Mark takes another step into the recent past (a 2006 release) with a horror novel from James Herbert, one of the more ‘luminary’ horror writers of the UK. Here's The Secret of Crickley Hall:






The Secret of Crickley Hall is basically a haunted house story, in the same manner as, say, Shirley Jackson’s The Legend of Hill House or Richard Matheson’s Hell House.
The Caleigh family decide to move away from London for a while, following the disappearance of Gabriel and Eve’s five-year-old son Cam, a year ago. American husband Gabe thinks that Eve could do with a rest after her near-breakdown and the two remaining children, Loren and Cally, agree.

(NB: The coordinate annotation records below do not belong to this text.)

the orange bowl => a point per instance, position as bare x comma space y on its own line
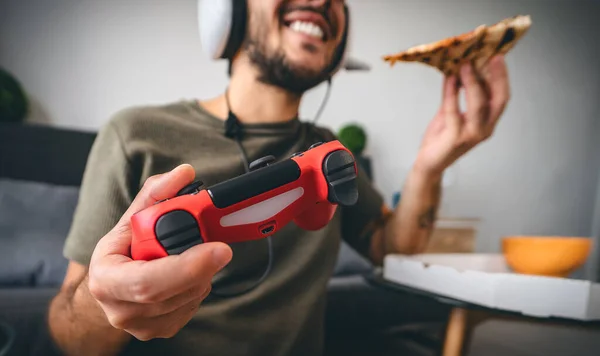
553, 256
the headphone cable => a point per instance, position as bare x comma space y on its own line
324, 102
233, 129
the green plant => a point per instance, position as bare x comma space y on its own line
353, 137
13, 100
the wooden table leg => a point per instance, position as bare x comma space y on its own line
460, 328
455, 332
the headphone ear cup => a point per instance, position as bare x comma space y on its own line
222, 26
214, 23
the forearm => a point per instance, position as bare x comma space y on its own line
78, 325
411, 225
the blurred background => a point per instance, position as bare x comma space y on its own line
80, 61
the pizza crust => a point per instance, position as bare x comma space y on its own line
477, 46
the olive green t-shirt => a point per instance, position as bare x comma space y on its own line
284, 314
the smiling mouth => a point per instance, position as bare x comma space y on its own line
307, 28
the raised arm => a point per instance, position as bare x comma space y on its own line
449, 136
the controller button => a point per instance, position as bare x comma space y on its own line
177, 231
191, 188
340, 173
261, 162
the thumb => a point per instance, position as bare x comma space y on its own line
156, 188
160, 187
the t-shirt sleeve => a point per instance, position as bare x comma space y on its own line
105, 194
361, 220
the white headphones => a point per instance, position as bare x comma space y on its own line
222, 25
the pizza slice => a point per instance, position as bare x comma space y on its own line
477, 46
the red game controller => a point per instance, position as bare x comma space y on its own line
305, 188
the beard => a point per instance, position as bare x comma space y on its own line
275, 69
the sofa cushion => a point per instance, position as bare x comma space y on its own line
350, 262
34, 221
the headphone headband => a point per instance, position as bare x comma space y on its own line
222, 25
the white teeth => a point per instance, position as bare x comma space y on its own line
308, 28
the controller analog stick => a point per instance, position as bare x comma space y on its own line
341, 178
191, 188
315, 145
261, 162
177, 231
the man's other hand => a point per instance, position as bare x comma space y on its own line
452, 133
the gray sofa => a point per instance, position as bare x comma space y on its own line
40, 173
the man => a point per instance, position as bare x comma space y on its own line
110, 304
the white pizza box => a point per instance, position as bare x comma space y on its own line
485, 279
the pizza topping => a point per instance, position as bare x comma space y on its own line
477, 46
508, 37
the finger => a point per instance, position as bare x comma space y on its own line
123, 315
450, 97
476, 98
164, 326
499, 88
451, 105
158, 280
161, 187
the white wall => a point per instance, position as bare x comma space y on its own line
84, 60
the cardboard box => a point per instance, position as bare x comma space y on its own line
485, 279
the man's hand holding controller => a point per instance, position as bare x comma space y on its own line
148, 299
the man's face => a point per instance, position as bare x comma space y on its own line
294, 42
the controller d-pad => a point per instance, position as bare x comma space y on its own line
191, 188
261, 162
340, 174
315, 145
177, 231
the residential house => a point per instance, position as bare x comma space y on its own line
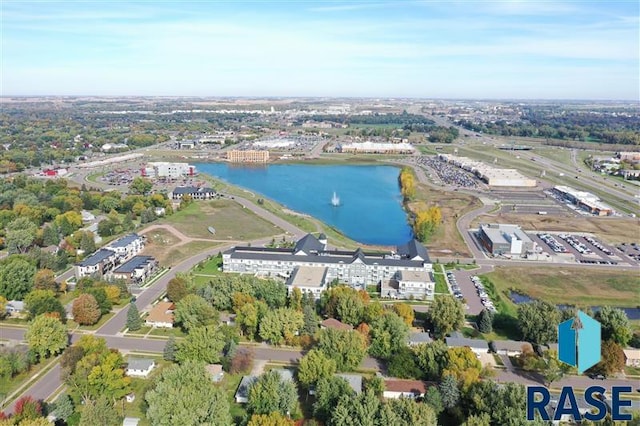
242, 393
161, 315
478, 346
395, 389
215, 370
140, 367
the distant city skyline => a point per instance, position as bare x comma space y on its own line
452, 50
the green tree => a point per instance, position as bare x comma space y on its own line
100, 411
20, 235
177, 289
446, 314
280, 325
615, 325
449, 391
203, 344
46, 336
485, 321
314, 366
184, 394
16, 277
85, 310
538, 322
389, 334
193, 311
134, 322
270, 392
44, 302
346, 347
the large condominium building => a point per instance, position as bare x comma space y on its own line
250, 156
310, 261
163, 169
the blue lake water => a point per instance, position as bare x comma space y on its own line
370, 208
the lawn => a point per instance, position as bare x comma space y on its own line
230, 220
446, 241
574, 286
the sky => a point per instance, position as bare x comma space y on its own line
419, 49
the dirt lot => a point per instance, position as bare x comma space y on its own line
610, 230
446, 241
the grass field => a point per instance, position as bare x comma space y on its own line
611, 230
574, 286
446, 241
230, 220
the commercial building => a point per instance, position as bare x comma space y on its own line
501, 239
163, 169
196, 193
249, 156
584, 200
493, 176
355, 268
376, 148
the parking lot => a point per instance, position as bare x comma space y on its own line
530, 202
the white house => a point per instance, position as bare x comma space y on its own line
140, 367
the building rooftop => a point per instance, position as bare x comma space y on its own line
97, 257
308, 276
134, 263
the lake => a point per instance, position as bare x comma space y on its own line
370, 209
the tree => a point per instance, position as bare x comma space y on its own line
203, 344
485, 321
16, 277
20, 235
177, 289
346, 347
46, 336
134, 322
45, 279
314, 366
169, 352
44, 302
615, 325
64, 407
328, 392
271, 419
389, 334
404, 311
193, 311
449, 391
100, 411
280, 325
446, 314
85, 310
538, 322
270, 392
612, 361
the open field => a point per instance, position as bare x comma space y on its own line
574, 286
446, 241
611, 230
231, 221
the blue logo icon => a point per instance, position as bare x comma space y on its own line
579, 342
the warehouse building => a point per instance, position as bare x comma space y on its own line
501, 239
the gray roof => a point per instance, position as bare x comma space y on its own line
134, 263
457, 342
354, 380
125, 241
139, 363
97, 257
245, 384
308, 244
414, 250
192, 190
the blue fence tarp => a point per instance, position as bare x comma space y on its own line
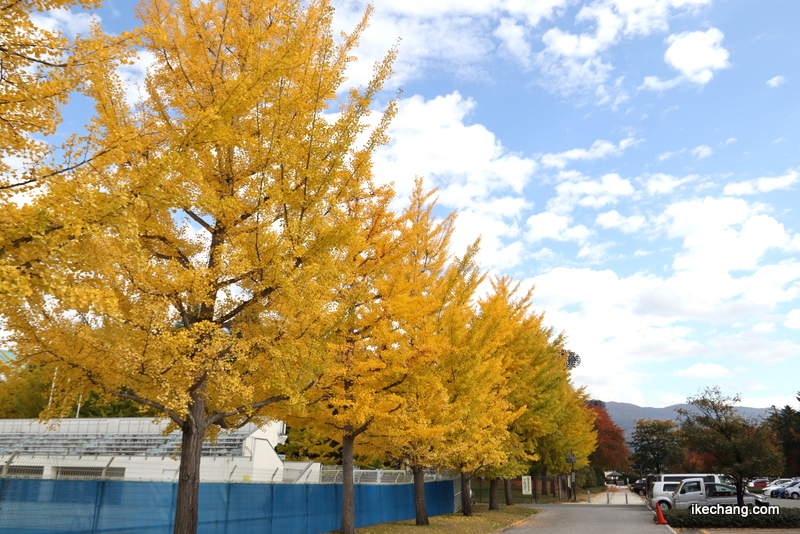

This déjà-vu was re-emphasised when we have the arrival of Lili Peel, a local psychic, who, when brought in by Eve, definitely feels presences. Reminiscent of Shirley Jackson’s Eleanor Vance, Lili picks up on the presence of children and a darker, more malignant adult who seems to be stopping them from moving on. There’s a lot of filling in of back history as we read: the children were war orphans, kept in the hall when evacuated there in 1943. They were kept under the harsh regime by a brother-and-sister pairing of Augustus and Magda Cribben, whose punishments usually involved liberal use of the cane. A flood from the underground river there seems to have drowned Augustus and the children, but as the story continues, we find out other reasons.